Fig. 5. PROM1 is polycomb-repressed in CD133− leukemia cells.

a MLL-N, H3K79me2, H3K79me3, H3K27ac, H3K4me1, H3K4me3, H3K27me3 and EZH2 ChIP-seq, and ATAC-seq at PROM1 and TAPT1 in THP1 cells. H3K27me3 ChIP-seq at PROM1 and TAPT1 in SEM cells. b MLL-N, H3K27me3, and EZH2 ChIP-seq at PROM1 and TAPT1 in RCH-ACV cells. c Comparison of Capture-C tracks from the promoter of PROM1 and TAPT1 in SEM (black) and THP1 (red) cells. Gray bars show the Capture-C viewpoint. Tracks are the mean of three biological replicates. d Capture-C from the PROM1 and TAPT1 promoter in control (DMSO; black) and EPZ-5676-treated (DOT1Li; orange) THP1 cells. Differential tracks show the change in Capture-C signal (black: increases; red: decreases). Tracks represent the mean of three biological replicates. e Model for coregulation of PROM1 and TAPT1 expression. Left: in CD133-positive MLLr cells, the MLL fusion protein (MLL-FP) binds at the promoters of PROM1 and TAPT1 and spreads into the gene body. Recruitment of DOT1L results in elevated H3K79me2/3 levels, facilitating enhancer activity.

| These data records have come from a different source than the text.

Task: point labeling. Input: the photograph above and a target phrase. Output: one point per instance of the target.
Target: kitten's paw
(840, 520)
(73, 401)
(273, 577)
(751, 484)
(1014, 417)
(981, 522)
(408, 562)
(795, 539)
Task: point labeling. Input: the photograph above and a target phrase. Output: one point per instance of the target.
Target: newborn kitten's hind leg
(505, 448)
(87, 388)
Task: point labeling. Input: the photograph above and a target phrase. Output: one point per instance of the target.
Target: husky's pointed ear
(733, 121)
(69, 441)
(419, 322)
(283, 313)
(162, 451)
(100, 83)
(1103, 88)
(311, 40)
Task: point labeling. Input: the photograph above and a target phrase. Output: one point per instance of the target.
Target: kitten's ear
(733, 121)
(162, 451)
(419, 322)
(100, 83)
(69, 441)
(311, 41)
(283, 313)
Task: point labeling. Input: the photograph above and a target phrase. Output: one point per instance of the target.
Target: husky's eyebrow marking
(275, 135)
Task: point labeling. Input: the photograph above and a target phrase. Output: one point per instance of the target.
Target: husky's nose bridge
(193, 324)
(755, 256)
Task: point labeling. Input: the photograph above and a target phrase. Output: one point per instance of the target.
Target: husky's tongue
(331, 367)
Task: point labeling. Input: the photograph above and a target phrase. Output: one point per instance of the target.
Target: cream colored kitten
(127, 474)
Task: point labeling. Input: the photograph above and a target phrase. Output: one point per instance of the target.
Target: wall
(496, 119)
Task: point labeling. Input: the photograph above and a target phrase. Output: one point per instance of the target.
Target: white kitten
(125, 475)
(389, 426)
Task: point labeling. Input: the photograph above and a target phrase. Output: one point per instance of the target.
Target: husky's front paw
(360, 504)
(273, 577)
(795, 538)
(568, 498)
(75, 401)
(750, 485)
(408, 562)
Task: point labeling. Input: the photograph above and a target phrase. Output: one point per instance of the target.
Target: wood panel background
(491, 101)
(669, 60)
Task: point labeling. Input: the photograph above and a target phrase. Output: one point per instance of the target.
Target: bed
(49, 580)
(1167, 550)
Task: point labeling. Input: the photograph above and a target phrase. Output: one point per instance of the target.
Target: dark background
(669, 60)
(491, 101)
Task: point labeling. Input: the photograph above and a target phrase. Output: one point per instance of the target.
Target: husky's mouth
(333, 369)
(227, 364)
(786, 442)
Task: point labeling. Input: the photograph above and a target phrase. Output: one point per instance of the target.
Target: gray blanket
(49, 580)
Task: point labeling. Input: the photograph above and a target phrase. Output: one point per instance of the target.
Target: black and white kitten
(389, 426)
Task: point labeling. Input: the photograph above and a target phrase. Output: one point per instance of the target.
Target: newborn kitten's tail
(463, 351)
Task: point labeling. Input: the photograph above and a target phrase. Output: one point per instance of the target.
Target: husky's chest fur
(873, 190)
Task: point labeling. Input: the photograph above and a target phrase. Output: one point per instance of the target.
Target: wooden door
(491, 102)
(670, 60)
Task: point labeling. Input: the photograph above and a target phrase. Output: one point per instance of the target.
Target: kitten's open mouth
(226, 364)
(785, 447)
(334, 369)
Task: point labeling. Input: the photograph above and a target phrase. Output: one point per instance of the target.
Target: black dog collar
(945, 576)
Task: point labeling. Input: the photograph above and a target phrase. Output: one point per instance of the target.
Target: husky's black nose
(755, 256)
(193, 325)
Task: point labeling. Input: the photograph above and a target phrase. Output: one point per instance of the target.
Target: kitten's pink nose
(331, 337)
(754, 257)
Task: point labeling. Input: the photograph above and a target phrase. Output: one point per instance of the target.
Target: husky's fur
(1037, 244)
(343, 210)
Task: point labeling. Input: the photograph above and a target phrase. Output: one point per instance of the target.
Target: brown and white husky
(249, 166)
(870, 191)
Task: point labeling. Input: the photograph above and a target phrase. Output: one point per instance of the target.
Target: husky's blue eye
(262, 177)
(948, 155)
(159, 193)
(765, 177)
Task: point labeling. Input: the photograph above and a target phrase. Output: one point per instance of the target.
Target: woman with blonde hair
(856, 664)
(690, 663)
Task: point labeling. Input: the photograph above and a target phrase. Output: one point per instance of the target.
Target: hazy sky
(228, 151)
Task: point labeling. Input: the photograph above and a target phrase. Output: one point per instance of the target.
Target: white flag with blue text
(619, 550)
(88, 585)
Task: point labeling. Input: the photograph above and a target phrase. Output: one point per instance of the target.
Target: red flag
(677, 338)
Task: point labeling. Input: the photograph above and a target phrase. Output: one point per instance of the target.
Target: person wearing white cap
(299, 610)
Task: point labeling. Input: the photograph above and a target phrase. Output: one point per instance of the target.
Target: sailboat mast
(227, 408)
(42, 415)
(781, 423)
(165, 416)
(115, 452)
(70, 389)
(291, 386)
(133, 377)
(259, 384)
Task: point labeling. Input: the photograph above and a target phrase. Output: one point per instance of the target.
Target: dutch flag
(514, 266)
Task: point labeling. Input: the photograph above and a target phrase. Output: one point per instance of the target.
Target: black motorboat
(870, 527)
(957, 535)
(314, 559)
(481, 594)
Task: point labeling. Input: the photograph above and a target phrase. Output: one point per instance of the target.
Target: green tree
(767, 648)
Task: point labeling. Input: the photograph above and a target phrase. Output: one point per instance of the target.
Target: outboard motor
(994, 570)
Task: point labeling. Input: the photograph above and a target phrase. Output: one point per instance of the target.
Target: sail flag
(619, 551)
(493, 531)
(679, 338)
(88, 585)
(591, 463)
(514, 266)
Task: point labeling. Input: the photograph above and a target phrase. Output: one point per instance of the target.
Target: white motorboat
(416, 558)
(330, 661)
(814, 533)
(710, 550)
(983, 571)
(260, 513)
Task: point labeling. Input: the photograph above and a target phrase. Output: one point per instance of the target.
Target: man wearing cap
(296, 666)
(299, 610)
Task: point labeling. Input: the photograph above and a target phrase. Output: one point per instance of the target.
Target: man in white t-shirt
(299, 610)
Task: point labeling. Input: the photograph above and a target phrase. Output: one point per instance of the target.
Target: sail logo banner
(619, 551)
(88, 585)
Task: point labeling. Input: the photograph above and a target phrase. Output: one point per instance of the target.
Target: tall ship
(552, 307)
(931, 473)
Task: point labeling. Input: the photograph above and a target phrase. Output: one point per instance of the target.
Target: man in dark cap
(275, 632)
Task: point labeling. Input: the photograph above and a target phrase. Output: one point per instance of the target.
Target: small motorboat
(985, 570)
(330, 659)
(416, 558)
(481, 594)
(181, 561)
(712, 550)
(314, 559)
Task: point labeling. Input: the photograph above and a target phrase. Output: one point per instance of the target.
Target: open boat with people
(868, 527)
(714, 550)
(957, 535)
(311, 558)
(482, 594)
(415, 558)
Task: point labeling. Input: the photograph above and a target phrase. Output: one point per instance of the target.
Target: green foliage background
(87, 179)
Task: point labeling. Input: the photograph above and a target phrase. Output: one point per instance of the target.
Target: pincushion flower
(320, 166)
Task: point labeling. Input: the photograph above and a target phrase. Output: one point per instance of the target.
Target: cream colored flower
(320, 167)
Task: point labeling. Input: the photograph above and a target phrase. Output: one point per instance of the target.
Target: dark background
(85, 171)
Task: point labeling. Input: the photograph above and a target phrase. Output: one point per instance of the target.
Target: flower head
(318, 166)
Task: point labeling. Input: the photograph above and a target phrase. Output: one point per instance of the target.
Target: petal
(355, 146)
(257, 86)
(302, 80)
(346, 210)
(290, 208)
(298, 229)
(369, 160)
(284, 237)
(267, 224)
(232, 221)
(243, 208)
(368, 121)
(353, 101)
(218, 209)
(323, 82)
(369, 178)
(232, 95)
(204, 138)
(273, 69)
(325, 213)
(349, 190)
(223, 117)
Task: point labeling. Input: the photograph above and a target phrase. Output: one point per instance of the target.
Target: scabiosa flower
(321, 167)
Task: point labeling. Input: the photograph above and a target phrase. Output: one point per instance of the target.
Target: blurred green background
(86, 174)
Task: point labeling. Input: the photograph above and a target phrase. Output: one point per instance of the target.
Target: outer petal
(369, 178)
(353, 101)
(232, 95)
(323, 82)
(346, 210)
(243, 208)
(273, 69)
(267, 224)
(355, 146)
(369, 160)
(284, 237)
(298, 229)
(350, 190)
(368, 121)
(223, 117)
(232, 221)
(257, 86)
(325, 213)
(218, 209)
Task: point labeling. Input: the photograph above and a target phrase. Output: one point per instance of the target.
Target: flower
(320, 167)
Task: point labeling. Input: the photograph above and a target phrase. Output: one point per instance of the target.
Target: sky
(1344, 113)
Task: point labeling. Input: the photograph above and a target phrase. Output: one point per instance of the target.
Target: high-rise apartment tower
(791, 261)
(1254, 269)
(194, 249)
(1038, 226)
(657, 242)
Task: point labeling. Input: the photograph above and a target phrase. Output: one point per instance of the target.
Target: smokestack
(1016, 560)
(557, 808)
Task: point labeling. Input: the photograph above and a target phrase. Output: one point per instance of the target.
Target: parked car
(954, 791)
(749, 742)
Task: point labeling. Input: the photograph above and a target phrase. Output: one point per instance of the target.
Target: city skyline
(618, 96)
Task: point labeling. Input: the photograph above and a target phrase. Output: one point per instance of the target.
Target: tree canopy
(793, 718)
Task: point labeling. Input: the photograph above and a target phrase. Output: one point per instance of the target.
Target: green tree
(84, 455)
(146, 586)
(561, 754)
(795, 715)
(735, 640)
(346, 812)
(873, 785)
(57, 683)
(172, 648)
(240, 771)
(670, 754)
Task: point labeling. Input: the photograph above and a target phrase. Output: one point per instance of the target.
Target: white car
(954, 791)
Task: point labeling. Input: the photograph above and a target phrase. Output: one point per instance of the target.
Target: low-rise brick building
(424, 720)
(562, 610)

These KEEs come into proximity with the promoters of both genes, upregulating expression of PROM1 and TAPT1. Right: in CD133-negative MLLr cells, PRC2 binding at the promoter of PROM1 generates a localized peak of H3K27me3 and disrupts MLL-FP binding at the promoter and gene body, repressing PROM1 expression. MLL-FP is still able to bind at the promoter of TAPT1, but for unknown reasons does not spread into the gene body. The lack of MLL-FP spreading within PROM1 and TAPT1 prevents the formation of KEEs, so the expression of neither gene is upregulated.